Credits

I would like to give credit where credit is due. Videos are from YouTube and other sources such as NicoNico while Oricon rankings and other information are translated from the Japanese Wikipedia unless noted.

Friday, December 21, 2018

Seiko Matsuda -- Glass no Prism(硝子のプリズム)



Following my trip downtown for Xmas shopping on what has been called the busiest shopping day of the year (actually, getting there at 11am meant that there was very little wait for the cashier...ha, ha), I was still plenty pooped, especially after engorging enjoying a juicy and buttery Porcetta Cubano sandwich down at the St. Lawrence Market. I just decided to not bother with any other translation work and plopped myself down on the bed and watched Turner Movie Classics.

Yep, watching old movies is a hobby of mine, although not nearly as big as my love for kayo kyoku. I managed to catch this 1939 flick called "The Ice Follies of 1939" starring James Stewart and Joan Crawford. This was intriguing for me since I hadn't even heard of Jimmy and Joan in a flick together. Well, I later found out tonight that the movie hadn't been particularly well-reviewed then and even now. Basically, there were words such as terrible.
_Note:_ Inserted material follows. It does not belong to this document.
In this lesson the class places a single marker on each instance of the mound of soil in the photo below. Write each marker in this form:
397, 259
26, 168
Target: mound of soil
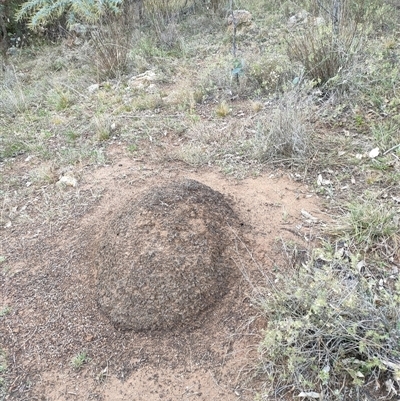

Well, perhaps the two stars probably wished that no one had ever heard of this one either. Nope, I didn't think it was all that great which made the movie all the more curious since I've been accustomed to seeing those two and Lew Ayres in pretty good-to-legendary pics. In a way, I would compare it to Hollywood's attempt at the superhero movie "Green Lantern". That movie suffered badly from not knowing what it wanted to be...something fairly comedic like "Ant Man" or a straight-ahead adventure with an epic villain like "Spiderman 2". "The Ice Follies of 1939" had some pretty discordant scenes of darkness and madcap comedy, plus a surprise to me in that the last 10 minutes (the above scene) of the movie were filmed in Technicolor a la "The Wizard of Oz", which was also released in the same year.


All that preamble with that cinematic analogy to explain my feelings for this Seiko Matsuda(松田聖子)song "Glass no Prism" (Glass Prism). As with Stewart and Crawford, I have known the Queen Aidoru of the early 1980s for decades along with her biggest hits, and as with "The Ice Follies of 1939", I had never heard of this song until a few months ago despite the star behind the mike.

Very happily, my reaction was much more positive to this lovely song which was the B-side to Seiko-chan's 18th single from August 1984, "Pink no Mozart"(ピンクのモーツァルト). The reason that I had never heard of this was that along with the fact that I had never purchased the single, "Glass no Prism" never showed up on any original album and appeared only on her BEST compilations. It was just my misfortune that it hadn't been included in the BEST albums that I do possess.

As with the perky "Pink no Mozart", "Glass no Prism" was created by a couple of vets from the band Happy End, Takashi Matsumoto and Haruomi Hosono(松本隆・細野晴臣), and like it, it has this really quirky and appealing arrangement of its own, thanks to Masataka Matsutoya(松任谷正隆). Starting with this ethereal and poppy chorus and this music partly seasoned with sax that seems to propose something wonderful coming over the horizon, Seiko-chan sings this bouncy tune as if it were something for Christmas in a toy store. Then the string-led refrain sweeps in with great tidings like a brisk and refreshing wind. The lyrics are one girl's musings about this love triangle (the prism) that is forming with her as one of the "corners", and it sounds like she's relishing the situation. However for me, it's all about that arrangement.

Will always cherish digging away at the history of Japanese popular music and discovering something old that is new to me again and again.